By parts 1 and 3 above, if $z < 0$, $x < y$ then $-z > 0$ and $-x > -y$.

Then:

$x z = \paren {-x} \paren {-z} > \paren {-y} \paren {-z} = y z$


  • $(5): \quad x \ne 0 \implies x^2 > 0$:

If $x > 0$, then:

$x^2 = x \cdot x > x \cdot 0 = 0$

If $x < 0$, then by 1, $-x > 0$, so:

$x^2 = \paren {-x} \cdot \paren {-x} > \paren {-x} \cdot 0 = 0$


  • $(6): \quad 1 > 0$:

This is immediate from $(5)$, noting that $1 = 1^2$ is a square.

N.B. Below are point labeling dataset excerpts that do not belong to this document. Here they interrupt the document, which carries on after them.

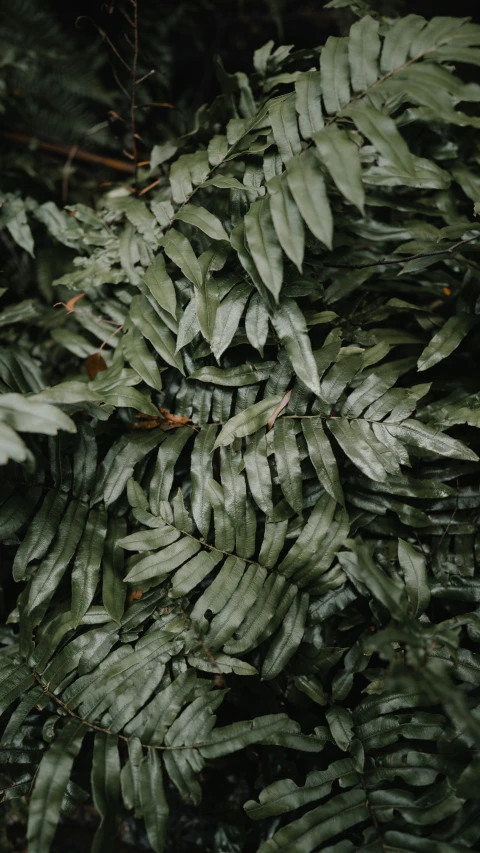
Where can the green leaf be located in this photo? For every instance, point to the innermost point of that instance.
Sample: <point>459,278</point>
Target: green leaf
<point>14,214</point>
<point>341,157</point>
<point>308,103</point>
<point>50,786</point>
<point>360,567</point>
<point>106,790</point>
<point>322,457</point>
<point>11,446</point>
<point>311,537</point>
<point>256,323</point>
<point>168,454</point>
<point>201,474</point>
<point>289,324</point>
<point>287,460</point>
<point>263,245</point>
<point>160,285</point>
<point>179,250</point>
<point>113,586</point>
<point>181,179</point>
<point>413,566</point>
<point>335,74</point>
<point>154,329</point>
<point>258,470</point>
<point>201,218</point>
<point>288,638</point>
<point>319,825</point>
<point>283,117</point>
<point>153,800</point>
<point>247,422</point>
<point>53,566</point>
<point>118,465</point>
<point>234,377</point>
<point>363,51</point>
<point>357,449</point>
<point>383,134</point>
<point>26,414</point>
<point>425,437</point>
<point>398,40</point>
<point>305,180</point>
<point>341,726</point>
<point>40,533</point>
<point>228,739</point>
<point>287,220</point>
<point>86,567</point>
<point>228,317</point>
<point>140,358</point>
<point>445,341</point>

  • $(7): \quad \Char k = 0$:

By $(6)$, we have:

$0 < 1 < 1 + 1 < 1 + 1 + 1 < \cdots$

so $n \cdot 1 \ne 0$ for all $n \in \N$.


  • $(8): \quad x > y > 0 \iff y^{-1} > x^{-1} > 0$:

First let $x > 0$, and suppose that $x^{-1} < 0$.

Then by $(4)$:

$0 = 0 \cdot x^{-1} > x \cdot x^{-1} = 1$

which contradicts $(6)$, so $x^{-1} > 0$.

Now let $x > y > 0$.

Then:

\(\displaystyle x^{-1} y^{-1} x\) \(>\) \(\displaystyle x^{-1} y^{-1} y > 0\)
\(\displaystyle \leadsto \ \ \) \(\displaystyle y^{-1}\) \(>\) \(\displaystyle x^{-1} > 0\)

The converse follows upon interchanging $x^{-1} \leftrightarrow x$ and $y^{-1} \leftrightarrow y$.